Ticket 8818

Summary:	slurmctld stuck with 100% CPU usage (error: select/cons_tres: _compute_c_b_task_dist: oversubscribe)
Product:	Slurm	Reporter:	Kilian Cavalotti <kilian>
Component:	slurmctld	Assignee:	Marcin Stolarek <cinek>
Status:	RESOLVED FIXED	QA Contact:
Severity:	3 - Medium Impact
Priority:	---	CC:	arc-slurm-admins, bart, cinek
Version:	19.05.6
Hardware:	Linux
OS:	Linux
See Also:	https://bugs.schedmd.com/show_bug.cgi?id=8265
Site:	Stanford	Slinky Site:	---
Alineos Sites:	---	Atos/Eviden Sites:	---
Confidential Site:	---	Coreweave sites:	---
Cray Sites:	---	DS9 clusters:	---
Google sites:	---	HPCnow Sites:	---
HPE Sites:	---	IBM Sites:	---
NOAA SIte:	---	NoveTech Sites:	---
Nvidia HWinf-CS Sites:	---	OCF Sites:	---
Recursion Pharma Sites:	---	SFW Sites:	---
SNIC sites:	---	Tzag Elita Sites:	---
Linux Distro:	---	Machine Name:	Sherlock
CLE Version:		Version Fixed:	19.05.7 20.02.2 20.11.0pre1
Target Release:	---	DevPrio:	---
Emory-Cloud Sites:	---
Attachments:	output of "thread apply all bt full" continuation of 6dcb598c6b9(v1)

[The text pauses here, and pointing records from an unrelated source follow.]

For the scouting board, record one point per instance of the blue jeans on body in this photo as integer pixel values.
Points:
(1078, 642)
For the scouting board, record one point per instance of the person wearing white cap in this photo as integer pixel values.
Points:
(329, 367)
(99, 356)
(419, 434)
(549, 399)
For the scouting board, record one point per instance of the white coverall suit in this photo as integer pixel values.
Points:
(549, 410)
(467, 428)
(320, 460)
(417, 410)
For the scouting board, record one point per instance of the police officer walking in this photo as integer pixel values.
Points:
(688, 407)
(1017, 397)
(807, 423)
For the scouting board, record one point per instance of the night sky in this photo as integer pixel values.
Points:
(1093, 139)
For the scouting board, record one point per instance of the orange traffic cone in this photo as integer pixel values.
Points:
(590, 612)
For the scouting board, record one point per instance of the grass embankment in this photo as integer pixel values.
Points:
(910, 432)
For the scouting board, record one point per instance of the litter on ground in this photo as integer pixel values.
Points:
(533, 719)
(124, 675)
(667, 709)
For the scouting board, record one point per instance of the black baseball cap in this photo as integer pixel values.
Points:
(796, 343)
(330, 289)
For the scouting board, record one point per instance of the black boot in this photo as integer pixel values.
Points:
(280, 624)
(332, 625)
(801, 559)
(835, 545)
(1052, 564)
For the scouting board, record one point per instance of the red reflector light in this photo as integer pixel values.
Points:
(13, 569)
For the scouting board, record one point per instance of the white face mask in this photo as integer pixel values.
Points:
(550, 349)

Description Kilian Cavalotti 2020-04-08 16:47:45 MDT

Created attachment 13679 [details]
output of "thread apply all bt full"

Hi SchedMD, 

We've just experienced the exact same symptoms described in 8265:

"""
a completely unresponsive controller. The slurmctld process doesn't crash nor segfault, but it doesn't seem to be processing any RPC, as commands like sdiag or even "scontrol ping" time out and result in "Socket timed out on send/recv operation" messages. Looking at the threads, bckfl seem to be taking 100% CPU and not progressing at all. Nothing is recorded in the logs anymore.
"""

Like in 8265, the last slurmctld message before the hang was:

Apr 08 15:14:06 sh02-sl01.int slurmctld[83899]: _slurm_rpc_kill_job: REQUEST_KILL_JOB JobId=65088793 uid 254732
Apr 08 15:14:12 sh02-sl01.int slurmctld[83899]: _slurm_rpc_submit_batch_job: JobId=65107317 InitPrio=55433 usec=13098
Apr 08 15:14:13 sh02-sl01.int slurmctld[83899]: error: select/cons_tres: _compute_c_b_task_dist: oversubscribe for JobId=65101461

The job in question is here:
JobId=65101461 JobName=angela_varselRF
   UserId=[...](337380) GroupId=[...](30289) MCS_label=N/A
   Priority=16306 Nice=0 Account=[...] QOS=normal
   JobState=PENDING Reason=Resources Dependency=(null)
   Requeue=1 Restarts=0 BatchFlag=1 Reboot=0 ExitCode=0:0
   RunTime=00:00:00 TimeLimit=03:00:00 TimeMin=N/A
   SubmitTime=2020-04-08T13:54:01 EligibleTime=2020-04-08T13:54:01
   AccrueTime=2020-04-08T13:54:29
   StartTime=Unknown EndTime=Unknown Deadline=N/A
   SuspendTime=None SecsPreSuspend=0 LastSchedEval=2020-04-08T15:40:06
   Partition=owners,quake,normal AllocNode:Sid=sh02-ln02:92085
   ReqNodeList=(null) ExcNodeList=(null)
   NodeList=(null)
   NumNodes=1 NumCPUs=5 NumTasks=5 CPUs/Task=1 ReqB:S:C:T=0:0:*:*
   TRES=cpu=5,mem=124000M,node=1,billing=5
   Socks/Node=* NtasksPerN:B:S:C=5:0:*:* CoreSpec=*
   MinCPUsNode=10 MinMemoryNode=124000M MinTmpDiskNode=0
   Features=(null) DelayBoot=00:00:00
   OverSubscribe=OK Contiguous=0 Licenses=(null) Network=(null)
   Command=[...]forest/makeSmallForest.sh
   WorkDir=[...]forest
   StdErr=[...]forest/log/rf.err
   StdIn=/dev/null
   StdOut=[...]forest/log/rf.out
   Power=


After killing and restarting slurmctld, everything looks fine, I can query that job and the LastSchedEval timestamp is being updated, so it doesn't look like this particular job is the culprit, maybe just a coincidence.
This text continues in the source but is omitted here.